前半はかなり面白くて展開がすごく気になって読み進めていたのですが、半分ほどページをすすめたところで「あれ?」、となりました。真相がわからぬままThe endという感じで、すっきりしない読後感。
もやもやです。
物語の舞台は埼玉県西部。
小学校低学年の子供を狙った連続誘拐殺人事件が勃発。
主人公は最初に殺された江端真吾と同じ町内に住む富樫修。
近所で、しかも知人の息子が殺されたわけなのだが、彼にとってはしょせん他人の不幸。
自分は平和、自分には関係ないことだ、そう思っていた。
しかし小学校6年生の息子、雄介の部屋でたまたま連続誘拐殺人事件に関わるある物を見つけてしまう。その後次々見つかる、息子が殺人犯だと決定づける物証。
本当に息子が事件に関わっているのか?
本当に息子が連続誘拐殺人犯なのか?
そして本当に息子が犯人だったら、息子だけでなく自分の家族、そして自分の未来も破滅だ。

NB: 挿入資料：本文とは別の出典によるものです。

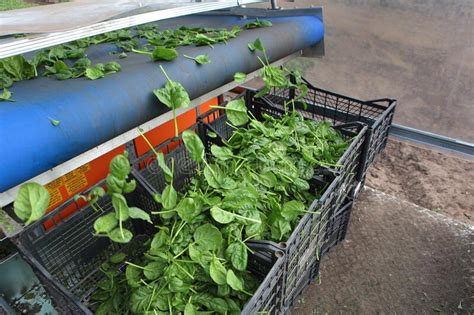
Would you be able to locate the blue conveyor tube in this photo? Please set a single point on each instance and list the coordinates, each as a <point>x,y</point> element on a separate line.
<point>92,112</point>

彼はあらゆる想像力を駆使し、自分たちが平和でいられる為の逃げ道を探す。
そもそも主人公である富樫修、そしてその妻の人間性がね~。
自分の幸せしか考えていない修。彼は何よりも一番自分が可愛いという人間。
被害に遭ったのが他人の家族でよかったと喜び、同じ事件が起きないようにと始まったPTAによる巡回を嫌々行う。

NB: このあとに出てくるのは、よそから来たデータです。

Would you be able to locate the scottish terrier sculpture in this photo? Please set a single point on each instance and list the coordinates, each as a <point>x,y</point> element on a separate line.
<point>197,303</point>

一方妻の秀美は、江崎真吾が殺された事件でマスコミからの取材を受けてテレビ出演することを喜ぶ始末。
それに比べて彼らの息子、雄介はすごくデキた子だな~と思っていたので、正直修と同様、本当に雄介が犯人なの?と最初は半信半疑。でも雄介の部屋から次々と物証が見つかって、もう彼が犯人であるということが逃れようのない事実として突き付けられるわけです。
そこで親が取るべき行動は?
そう考えた時、修は親がすべき行動が何一つできない。
愛する息子を信じてあげることもできなければ、息子と正面から向き合うこともできない。
本当にダメな父親の典型。
そして後半は修の妄想のオンパレードなんです。
最初はそれが真相だと思って読んでいたので面白くて、2つ目でそのからくりに気づいた時にはそういう展開か!と思ったものの、妄想が思いのほか沢山続いたわりに、ラストのキャッチボールがあまりにも違和感ありすぎで、小説としてはなんだかもったいない感じがしました。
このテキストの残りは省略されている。